How do individual value orientations give rise to collective evaluative structures, and can such emergence illuminate concepts from process theology? This paper addresses both questions through a formal axiom system and its application to non-personal conceptions of the divine.
We introduce C5, an axiom system for "coherence-capable agents"—entities that orient toward structural consistency in their evaluations. Drawing on Thagard's (1989) constraint-satisfaction model, we formalize coherence as a bilinear functional over relational structures. The framework includes a distortion operator modeling how agents can act contrary to their coherence-seeking orientation, and an aggregation mechanism that sidesteps Arrow's impossibility theorem by stipulating weights rather than deriving them from ordinal preferences.
Our central result characterizes when aggregated value structures are weakly emergent in Bedau's (1997) sense: ontologically reducible but epistemically non-trivial, resisting decomposition into sums of individual contributions. The global positive attractor exhibits precisely this non-additive character.
As application, we develop a structural mapping between this framework and process philosophy.
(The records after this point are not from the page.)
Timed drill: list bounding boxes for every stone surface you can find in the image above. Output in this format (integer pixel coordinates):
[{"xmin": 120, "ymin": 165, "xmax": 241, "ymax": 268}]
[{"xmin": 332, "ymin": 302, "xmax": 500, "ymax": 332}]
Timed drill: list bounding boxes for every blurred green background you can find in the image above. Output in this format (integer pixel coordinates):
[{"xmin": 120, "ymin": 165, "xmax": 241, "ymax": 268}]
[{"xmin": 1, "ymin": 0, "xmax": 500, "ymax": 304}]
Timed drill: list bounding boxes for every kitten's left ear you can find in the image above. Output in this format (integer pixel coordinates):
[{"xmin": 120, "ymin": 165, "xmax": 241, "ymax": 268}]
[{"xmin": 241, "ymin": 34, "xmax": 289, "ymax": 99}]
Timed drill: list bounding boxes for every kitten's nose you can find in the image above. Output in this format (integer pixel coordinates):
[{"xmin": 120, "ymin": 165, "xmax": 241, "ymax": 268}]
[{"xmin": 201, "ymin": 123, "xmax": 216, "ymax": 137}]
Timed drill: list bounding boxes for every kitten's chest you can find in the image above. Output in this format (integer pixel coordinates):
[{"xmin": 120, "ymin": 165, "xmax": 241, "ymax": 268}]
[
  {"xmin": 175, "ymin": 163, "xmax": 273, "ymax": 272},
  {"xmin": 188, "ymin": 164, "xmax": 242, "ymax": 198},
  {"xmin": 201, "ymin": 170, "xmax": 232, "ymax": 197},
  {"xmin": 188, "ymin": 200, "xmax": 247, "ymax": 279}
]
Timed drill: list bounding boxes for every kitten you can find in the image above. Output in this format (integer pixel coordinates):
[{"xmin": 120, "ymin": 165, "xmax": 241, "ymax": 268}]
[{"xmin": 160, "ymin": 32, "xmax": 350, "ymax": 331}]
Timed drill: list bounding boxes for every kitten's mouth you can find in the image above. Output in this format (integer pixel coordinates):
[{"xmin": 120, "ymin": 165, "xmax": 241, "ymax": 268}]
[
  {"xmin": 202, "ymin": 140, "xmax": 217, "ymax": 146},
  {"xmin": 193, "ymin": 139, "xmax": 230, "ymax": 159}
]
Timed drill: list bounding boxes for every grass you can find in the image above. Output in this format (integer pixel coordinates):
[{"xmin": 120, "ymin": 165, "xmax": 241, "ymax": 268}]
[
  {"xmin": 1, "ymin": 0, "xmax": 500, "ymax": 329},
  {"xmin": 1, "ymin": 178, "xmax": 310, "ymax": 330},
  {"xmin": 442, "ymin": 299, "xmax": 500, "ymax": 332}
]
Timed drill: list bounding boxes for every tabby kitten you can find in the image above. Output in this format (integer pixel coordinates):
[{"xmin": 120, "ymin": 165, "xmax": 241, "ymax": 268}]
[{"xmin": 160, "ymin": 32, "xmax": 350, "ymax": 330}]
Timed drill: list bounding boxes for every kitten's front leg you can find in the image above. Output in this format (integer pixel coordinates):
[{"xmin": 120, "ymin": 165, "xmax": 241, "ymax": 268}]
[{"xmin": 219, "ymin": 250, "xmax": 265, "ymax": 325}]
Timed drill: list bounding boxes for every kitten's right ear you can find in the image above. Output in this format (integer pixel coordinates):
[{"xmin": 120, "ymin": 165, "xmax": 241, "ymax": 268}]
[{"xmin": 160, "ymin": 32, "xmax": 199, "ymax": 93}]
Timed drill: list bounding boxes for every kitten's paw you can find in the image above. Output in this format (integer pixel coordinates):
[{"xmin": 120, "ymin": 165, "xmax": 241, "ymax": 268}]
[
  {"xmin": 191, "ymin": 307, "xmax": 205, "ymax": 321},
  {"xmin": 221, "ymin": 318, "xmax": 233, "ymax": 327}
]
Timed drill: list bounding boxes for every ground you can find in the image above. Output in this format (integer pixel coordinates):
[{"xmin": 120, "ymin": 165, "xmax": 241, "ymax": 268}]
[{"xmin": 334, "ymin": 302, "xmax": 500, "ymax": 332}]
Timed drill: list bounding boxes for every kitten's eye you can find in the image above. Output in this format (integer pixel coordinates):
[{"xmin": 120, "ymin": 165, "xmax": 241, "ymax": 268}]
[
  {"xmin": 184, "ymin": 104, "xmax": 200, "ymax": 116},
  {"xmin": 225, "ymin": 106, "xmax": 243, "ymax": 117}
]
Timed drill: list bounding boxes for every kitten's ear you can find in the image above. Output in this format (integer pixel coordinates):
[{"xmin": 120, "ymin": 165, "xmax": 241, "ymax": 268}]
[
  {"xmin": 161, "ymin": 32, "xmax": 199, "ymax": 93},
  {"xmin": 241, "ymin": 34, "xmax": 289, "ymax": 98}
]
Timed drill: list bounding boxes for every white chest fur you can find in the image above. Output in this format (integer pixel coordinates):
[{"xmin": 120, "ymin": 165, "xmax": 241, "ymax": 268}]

Whitehead's "consequent nature" and Spinoza's Deus sive Natura admit reconstruction as emergent coherence attractors. We analyze which theological traditions align: process theology and Spinozism fit naturally; classical theism does not.
This proposal offers conceptual clarification, not metaphysical proof. The framework provides precise vocabulary for articulating what process theologians mean by "emergent" God-concepts, enabling rigorous interdisciplinary dialogue.